I had already ordered the materials for the week’s work and felt pretty incensed at being treated in what I considered a very disrespectful, if not devious, way. Furthermore, if they could be swayed in not keeping to our agreement, I figured that they’d probably do it again. So, regretfully, I let them go and called it quits with them.

Thanks to Yvonne, I got two new workers on Wednesday, Demetrio and Ruben. In three days, they achieved what I had expected Marcelino and Jorge to do in one week. Not a bad decision, after all.

Back to construction.

Holes in the mamposteo were left strategically placed where castillos  (meaning castles or fortresses) would serve to arm the concrete to be poured into them. Here, I’m taking my time in explaining because it is all quite strange to me and I want to convey how different construction is to that of up North. The most obvious ones were the ones at each corner of each room. Others are where windows and doors are to be. Since the roof to come would be a boveda (brick dome ceiling) in each room but the bathroom, the weight of the bricks could upset the vertical integrity of the walls. This in turn may cause cracks in the walls. Not a happy outcome.

Here is a photo that gives an idea of the placement of castillos. You will also notice how the mamposteo is based on the floor plan and will support each and every wall, inside and out. The walls of bricks and cement blocks will be first erected vertically, then tied at both the top and bottom to the castillos, thus solidly anchored horizontally. Vertically then, a form will be built around the open parts of the castillos and concrete will be poured into the forms. I wouldn’t be surprised if my casita lasted as long as the pyramids… And we don’t even get earthquakes or other natural disasters here in the wonderful and safe state of Querétaro!

Castillos 005-1

The next photos show two different types of castillos : this one is prefabricated and referred to as Armex:

Castillos 004-1The next one is made of 4 re-bars (3/8 inch) cut to desired height and around which annillos or rings (which happen to be rectangular…one word fits all) are affixed by the mason with metal wire. Here’s what it looks like. They are sturdier than regular Armex. I’m told that the corners are crucial for integrity of both the walls and the ceiling.

Castillos 020-1








In the case of the holes in the mamposteo, they went pretty deep. The soil had to be excavated until the solid layer of tepetate (calcium carbonate many meters deep) could be encountered. So I had to ask the mason to elevate the bottom of the base to leave about 70 cm. height for anchoring the castillos.
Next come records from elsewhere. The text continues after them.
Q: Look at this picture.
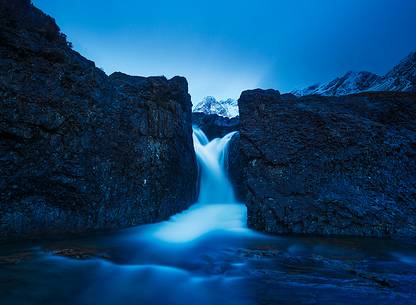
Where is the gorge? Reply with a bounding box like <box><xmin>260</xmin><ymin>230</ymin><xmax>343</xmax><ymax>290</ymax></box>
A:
<box><xmin>1</xmin><ymin>128</ymin><xmax>416</xmax><ymax>305</ymax></box>
<box><xmin>1</xmin><ymin>1</ymin><xmax>416</xmax><ymax>304</ymax></box>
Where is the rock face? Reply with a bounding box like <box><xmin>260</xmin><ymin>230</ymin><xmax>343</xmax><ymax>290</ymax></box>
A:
<box><xmin>236</xmin><ymin>89</ymin><xmax>416</xmax><ymax>238</ymax></box>
<box><xmin>227</xmin><ymin>132</ymin><xmax>245</xmax><ymax>201</ymax></box>
<box><xmin>0</xmin><ymin>0</ymin><xmax>197</xmax><ymax>240</ymax></box>
<box><xmin>293</xmin><ymin>51</ymin><xmax>416</xmax><ymax>96</ymax></box>
<box><xmin>192</xmin><ymin>112</ymin><xmax>239</xmax><ymax>140</ymax></box>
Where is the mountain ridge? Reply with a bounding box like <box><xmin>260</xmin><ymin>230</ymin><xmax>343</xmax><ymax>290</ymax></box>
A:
<box><xmin>293</xmin><ymin>51</ymin><xmax>416</xmax><ymax>96</ymax></box>
<box><xmin>193</xmin><ymin>96</ymin><xmax>238</xmax><ymax>118</ymax></box>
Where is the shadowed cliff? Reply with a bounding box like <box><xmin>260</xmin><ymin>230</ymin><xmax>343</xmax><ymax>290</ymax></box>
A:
<box><xmin>230</xmin><ymin>89</ymin><xmax>416</xmax><ymax>238</ymax></box>
<box><xmin>0</xmin><ymin>0</ymin><xmax>197</xmax><ymax>241</ymax></box>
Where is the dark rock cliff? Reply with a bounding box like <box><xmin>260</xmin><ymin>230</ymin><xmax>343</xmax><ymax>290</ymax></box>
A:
<box><xmin>234</xmin><ymin>89</ymin><xmax>416</xmax><ymax>238</ymax></box>
<box><xmin>227</xmin><ymin>132</ymin><xmax>245</xmax><ymax>201</ymax></box>
<box><xmin>192</xmin><ymin>112</ymin><xmax>239</xmax><ymax>140</ymax></box>
<box><xmin>0</xmin><ymin>0</ymin><xmax>197</xmax><ymax>240</ymax></box>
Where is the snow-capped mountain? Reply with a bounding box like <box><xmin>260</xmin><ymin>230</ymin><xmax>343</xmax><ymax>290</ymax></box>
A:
<box><xmin>292</xmin><ymin>71</ymin><xmax>380</xmax><ymax>96</ymax></box>
<box><xmin>368</xmin><ymin>51</ymin><xmax>416</xmax><ymax>92</ymax></box>
<box><xmin>292</xmin><ymin>51</ymin><xmax>416</xmax><ymax>96</ymax></box>
<box><xmin>292</xmin><ymin>71</ymin><xmax>381</xmax><ymax>96</ymax></box>
<box><xmin>193</xmin><ymin>96</ymin><xmax>239</xmax><ymax>118</ymax></box>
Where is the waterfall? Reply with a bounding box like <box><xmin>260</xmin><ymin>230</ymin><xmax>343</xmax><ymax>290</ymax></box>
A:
<box><xmin>152</xmin><ymin>127</ymin><xmax>248</xmax><ymax>243</ymax></box>
<box><xmin>193</xmin><ymin>128</ymin><xmax>237</xmax><ymax>204</ymax></box>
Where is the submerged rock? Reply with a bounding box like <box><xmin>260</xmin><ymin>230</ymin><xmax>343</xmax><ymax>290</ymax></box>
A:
<box><xmin>46</xmin><ymin>247</ymin><xmax>111</xmax><ymax>260</ymax></box>
<box><xmin>0</xmin><ymin>0</ymin><xmax>197</xmax><ymax>241</ymax></box>
<box><xmin>235</xmin><ymin>89</ymin><xmax>416</xmax><ymax>238</ymax></box>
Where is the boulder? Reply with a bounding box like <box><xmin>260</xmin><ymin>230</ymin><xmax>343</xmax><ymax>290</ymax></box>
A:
<box><xmin>236</xmin><ymin>89</ymin><xmax>416</xmax><ymax>238</ymax></box>
<box><xmin>0</xmin><ymin>0</ymin><xmax>197</xmax><ymax>240</ymax></box>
Solid planks or whatever could serve to complete a form in which concrete was poured with larger stones added to make a more solid base for the castillos. These forms are removed when the concrete is sufficiently matured. Afterwards, the trench in which the mason works will be filled with soil or tepetate or… whatever material is available and cheap. The photo on the right shows how deep the trench was made to arrive at the solid level of tepetate.

Castillos 014-1Castillos 018-1

Much earlier than I had thought, I ran out of materials. The mortar mix for the stone build-up is 4 parts lime to one part cement. The mix for concrete besides gravel is pure cement and sand. At that rate I ran out of cement pretty quickly.

Here were my costs:

20 bags of cement at $110 each               2200 pesos

25 bags of lime at $35 each                       875 “

1 load of sand                                          650 “

11 varillas (re-bars) at $87 each                 957 “

4 varillas at $89 each (price increase)          356 “

65 kg annillos at $15.96/kg                         958 “

5 kg metal wire at $112/kg                           80 “

9 Armex castillos at $112 each                   1008 “

Manpower 1 week                                    2600 “

Manpower week 2 less 2 days                    1530 “


                                            Total     $11,214 pesos

For ease of reading, I have rounded the amounts.

Since I will return to construction only at the end of August, this should leave me time to make a table that will make the reading of the costs easier to read. 

I also intend to work (I may have said this earlier?) on my other blog, which has been seriously neglected.

1 comment:

RunNRose said...

Hi. I'm glad to know that your house construction is moving right along! Please convert the money to U.S. dollars. You used the dollar sign, but then you talked about pesos. My brain only functions with dollars!